Like her two favourite drinks, sometimes she needed one, sometimes the other, but at moments like these she desperately craved seeing them both. Because they were stable – not always around when things were going smooth, but there when things were rough.

Foul-weather brothers.

They dug out Kitty’s DVD of Airplane, drank beers and quoted lines in just the right places. They laughed, but with every giggle that came from her mouth, Kitty felt a stab of pain. She’d watched this just two weeks ago, on this same sofa, laughing with him.

Along with the pain came the hate, the fury that made her mind cry out “how could he do this to me?”

When the film had finished, they’d all drunk a fair amount of alcohol, and Kitty listened patiently as Richard ranted about how much he never liked that douche bag anyway, and Max watched her with calm eyes.

“I’m going to bed.” She announced, throwing her legs off the sofa and turning away from her brothers, leaving them to talk and moan as they usually did.

She woke in the early hours, stretched her arm out and mumbled his name. Her eyes snapped open and she glared at the empty space where he had once been. She tried to muster up all the anger she felt, but found that all she did was make herself tired.

Tears fell from her eyes, and suddenly she was sobbing, her breath coming out in short gasps that hurt her lungs. Burying her head in her pillow, she gripped the duvet, squeezing it until her fingers were digging through the thick material and into her palm.

She did not hear the door open, but she felt the bed dip. A hand stroked her hair back and she turned her head to see Max holding a glass of water.

“Here.”

She sat up, taking the glass from him and gulping at it, letting out a relieved sigh as it cooled her throat.
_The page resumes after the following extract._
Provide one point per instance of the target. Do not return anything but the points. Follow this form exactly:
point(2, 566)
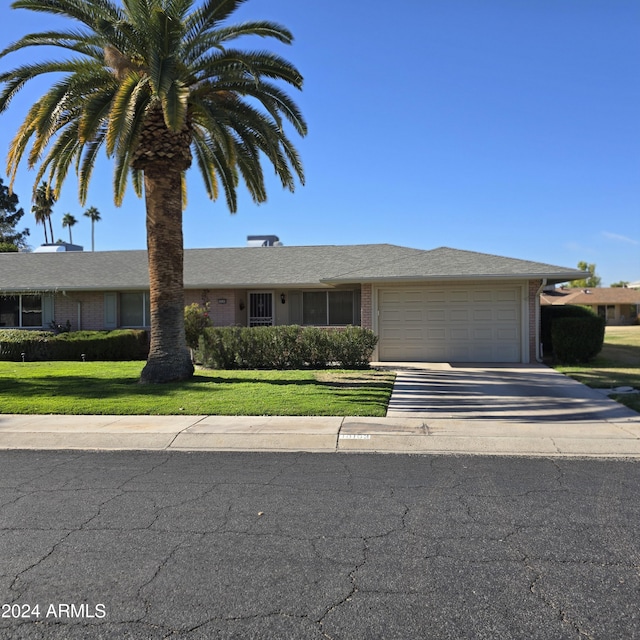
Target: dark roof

“I was going to check up on you anyway.”

“I said I was fine.”

“And I’m your big brother whose known you for twenty three years. I can tell when you’re not fine Kitty.”
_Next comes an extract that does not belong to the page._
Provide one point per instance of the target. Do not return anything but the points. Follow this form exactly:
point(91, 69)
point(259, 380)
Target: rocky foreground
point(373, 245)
“I hate that about you.” She groaned, using her fingers to brush her hair back from her face. With a sigh, she leant against him, closing her eyes. Stable and dependable, that was Max all over.
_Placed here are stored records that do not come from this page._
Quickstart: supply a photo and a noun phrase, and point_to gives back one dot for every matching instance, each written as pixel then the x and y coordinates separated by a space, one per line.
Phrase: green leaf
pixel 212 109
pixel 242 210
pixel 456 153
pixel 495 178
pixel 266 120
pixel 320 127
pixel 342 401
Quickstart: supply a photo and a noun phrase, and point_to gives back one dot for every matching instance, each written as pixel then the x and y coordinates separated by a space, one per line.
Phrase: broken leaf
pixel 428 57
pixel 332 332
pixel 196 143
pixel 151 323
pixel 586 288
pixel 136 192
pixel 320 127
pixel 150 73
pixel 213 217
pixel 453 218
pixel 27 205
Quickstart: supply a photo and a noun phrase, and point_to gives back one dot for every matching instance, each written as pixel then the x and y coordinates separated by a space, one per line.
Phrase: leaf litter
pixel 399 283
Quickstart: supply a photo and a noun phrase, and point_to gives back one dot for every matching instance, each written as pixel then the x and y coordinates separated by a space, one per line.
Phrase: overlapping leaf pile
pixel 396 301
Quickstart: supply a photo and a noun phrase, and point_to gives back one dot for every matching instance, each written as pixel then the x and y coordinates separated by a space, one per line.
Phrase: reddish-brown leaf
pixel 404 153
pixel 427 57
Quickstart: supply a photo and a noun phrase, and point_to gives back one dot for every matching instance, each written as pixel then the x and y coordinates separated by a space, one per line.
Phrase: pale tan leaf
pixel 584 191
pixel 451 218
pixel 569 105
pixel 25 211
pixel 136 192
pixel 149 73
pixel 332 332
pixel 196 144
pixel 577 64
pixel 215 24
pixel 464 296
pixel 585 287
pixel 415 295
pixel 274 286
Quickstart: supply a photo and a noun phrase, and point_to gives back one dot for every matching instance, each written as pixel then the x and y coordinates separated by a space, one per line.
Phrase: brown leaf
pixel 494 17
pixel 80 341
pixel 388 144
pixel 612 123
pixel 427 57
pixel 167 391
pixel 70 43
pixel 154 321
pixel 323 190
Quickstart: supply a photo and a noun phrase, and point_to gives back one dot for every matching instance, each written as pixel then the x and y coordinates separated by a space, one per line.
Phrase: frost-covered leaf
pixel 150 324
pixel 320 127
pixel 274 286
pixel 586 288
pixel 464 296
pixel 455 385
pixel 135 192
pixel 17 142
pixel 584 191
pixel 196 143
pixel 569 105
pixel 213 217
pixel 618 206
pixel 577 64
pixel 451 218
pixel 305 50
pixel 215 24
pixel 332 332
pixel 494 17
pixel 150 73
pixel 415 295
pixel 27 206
He put his arm around her, shaking his head. “We never have any luck, do we?”

Despite herself, she giggled. “I guess we don’t. Richard and Lucy, you and Dara. Now me and...” She couldn’t bring herself to say it, and instead found herself crying again.

“Hey, hey.” His voice was soothing as he reached over for the box of tissues at her bedside. She took a couple, wiped her eyes and blew her nose, eyes searching his face for some comfort. “It gets easier, you know. A little bit every day. And you know me and Richard are here for you.”

“Yeah.” She nodded slowly. “I know.”

He stayed with her as she climbed back under the duvet, waited until her breathing was coming slowly and regularly. As he had done when she was a new born baby, when Richard had broken her favourite dolly when she was a toddler, when she’d taken a nasty fall trying to climb a tree with the twins, when her first boyfriend had broken up with her – all events that had left her sobbing and crying for a good few hours after – he watched her sleep, making sure she was deep asleep and away from the nastiness of the cruel world before he left her alone.